Book

What Can You Do with a Shoe?

📖 Overview

What Can You Do with a Shoe? presents children with a series of questions about everyday objects and their potential uses. The book pairs simple text with illustrations by Maurice Sendak. The story follows two children who explore and demonstrate various ways to interact with common items like shoes, chairs, and boxes. Through action and movement, they transform ordinary objects into tools for play and imagination. Through repetition and building complexity, this picture book invites young readers to consider new possibilities in their environment. The work celebrates creativity, open-ended play, and the power of a child's imagination to expand the purpose of familiar things.

👀 Reviews

Many readers describe this as a nostalgic childhood favorite from the 1950s-60s that captures kids' imagination through simple, rhythmic text about creative play. Parents note that children engage by suggesting their own ideas for using everyday objects like shoes. Readers liked: - The playful rhyming text that builds imaginative thinking - Maurice Sendak's black and white illustrations - Its ability to hold toddlers' attention through repetition - Value in teaching children to think creatively about ordinary objects Common criticisms: - Some found it repetitive to the point of tedium - A few mentioned the illustrations lack color - Limited availability of new copies Ratings across platforms: Goodreads: 4.14/5 (50+ ratings) Amazon: 4.7/5 (15 ratings) One librarian reviewer noted: "The questions and answers create natural pauses for children to participate in storytelling." Multiple reviewers mentioned successfully using it in preschool classrooms to encourage creative thinking exercises.

📚 Similar books

The Things I Can Do by Jeff Mack A child demonstrates creative ways to use everyday objects through paper-collage illustrations and hand-drawn elements.

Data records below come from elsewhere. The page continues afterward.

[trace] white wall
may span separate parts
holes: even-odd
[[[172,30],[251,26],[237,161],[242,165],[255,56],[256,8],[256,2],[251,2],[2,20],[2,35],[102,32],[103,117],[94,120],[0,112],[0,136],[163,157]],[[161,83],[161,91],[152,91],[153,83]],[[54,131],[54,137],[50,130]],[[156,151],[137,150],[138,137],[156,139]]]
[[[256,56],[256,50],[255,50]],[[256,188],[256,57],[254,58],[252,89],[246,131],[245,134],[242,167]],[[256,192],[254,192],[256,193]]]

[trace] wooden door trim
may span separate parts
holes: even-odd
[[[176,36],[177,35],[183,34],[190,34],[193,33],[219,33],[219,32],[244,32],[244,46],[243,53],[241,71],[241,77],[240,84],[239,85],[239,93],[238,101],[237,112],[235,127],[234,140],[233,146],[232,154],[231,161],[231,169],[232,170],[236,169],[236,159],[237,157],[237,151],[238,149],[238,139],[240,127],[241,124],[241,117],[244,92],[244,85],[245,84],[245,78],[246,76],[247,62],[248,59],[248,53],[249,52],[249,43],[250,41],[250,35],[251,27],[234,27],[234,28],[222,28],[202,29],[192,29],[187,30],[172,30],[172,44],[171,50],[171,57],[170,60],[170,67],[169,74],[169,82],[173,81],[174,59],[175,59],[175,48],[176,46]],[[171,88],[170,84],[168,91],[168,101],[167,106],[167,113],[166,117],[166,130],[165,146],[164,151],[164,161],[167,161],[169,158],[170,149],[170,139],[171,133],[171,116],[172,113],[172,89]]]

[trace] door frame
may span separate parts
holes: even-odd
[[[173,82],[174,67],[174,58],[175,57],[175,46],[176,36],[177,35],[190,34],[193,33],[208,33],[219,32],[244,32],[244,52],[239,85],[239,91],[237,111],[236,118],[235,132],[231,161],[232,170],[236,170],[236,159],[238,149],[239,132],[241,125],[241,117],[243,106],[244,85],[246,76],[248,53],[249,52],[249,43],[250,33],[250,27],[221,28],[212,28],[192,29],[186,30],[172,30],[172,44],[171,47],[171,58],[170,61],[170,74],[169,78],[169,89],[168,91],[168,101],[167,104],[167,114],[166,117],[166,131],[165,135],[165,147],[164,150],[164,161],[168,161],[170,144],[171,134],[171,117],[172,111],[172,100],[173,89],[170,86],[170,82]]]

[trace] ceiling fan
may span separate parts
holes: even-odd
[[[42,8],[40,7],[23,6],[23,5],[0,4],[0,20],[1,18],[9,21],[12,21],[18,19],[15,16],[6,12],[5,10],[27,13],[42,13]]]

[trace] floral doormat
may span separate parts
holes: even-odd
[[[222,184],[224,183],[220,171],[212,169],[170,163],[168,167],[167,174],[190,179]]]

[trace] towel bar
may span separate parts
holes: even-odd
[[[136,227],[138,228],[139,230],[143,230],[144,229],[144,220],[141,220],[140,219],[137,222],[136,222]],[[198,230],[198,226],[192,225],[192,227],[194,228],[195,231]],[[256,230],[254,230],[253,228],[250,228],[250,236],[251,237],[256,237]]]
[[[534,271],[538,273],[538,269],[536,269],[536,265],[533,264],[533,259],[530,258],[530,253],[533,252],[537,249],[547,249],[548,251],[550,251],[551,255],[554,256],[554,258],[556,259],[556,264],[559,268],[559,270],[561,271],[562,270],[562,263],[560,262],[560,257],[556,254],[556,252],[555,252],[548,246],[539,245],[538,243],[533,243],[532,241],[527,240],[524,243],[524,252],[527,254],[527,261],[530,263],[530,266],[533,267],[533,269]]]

Not a Box by Antoinette Portis A rabbit transforms a cardboard box into vehicles, buildings, and mountains through minimal line drawings.

I Know a Lot of Things by Ann Rand and Paul Rand Objects from children's daily lives become sources of imagination and discovery through simple text and graphic illustrations.

Harold and the Purple Crayon by Crockett Johnson A boy creates his own adventures by drawing new worlds and objects with his purple crayon.

What to Do with a Box by Jane Yolen and Chris Sheban The text and illustrations present multiple transformations of a simple cardboard box into ships, houses, and performance spaces.

🤔 Interesting facts

🌟 Author Beatrice Schenk de Regniers wrote over 50 children's books during her career, earning multiple awards for her work. 👟 The book's playful illustrations were created by Maurice Sendak, who later became famous for "Where the Wild Things Are." 🎭 The text follows a rhythmic, theatrical pattern that makes it ideal for classroom performances and read-aloud sessions. 📚 Published in 1955, the book was one of the early examples of children's literature that encouraged creative thinking and imaginative play with everyday objects. 🎨 The black-and-white illustrations were intentionally simple to help young readers focus on the concept that ordinary items can have extraordinary uses.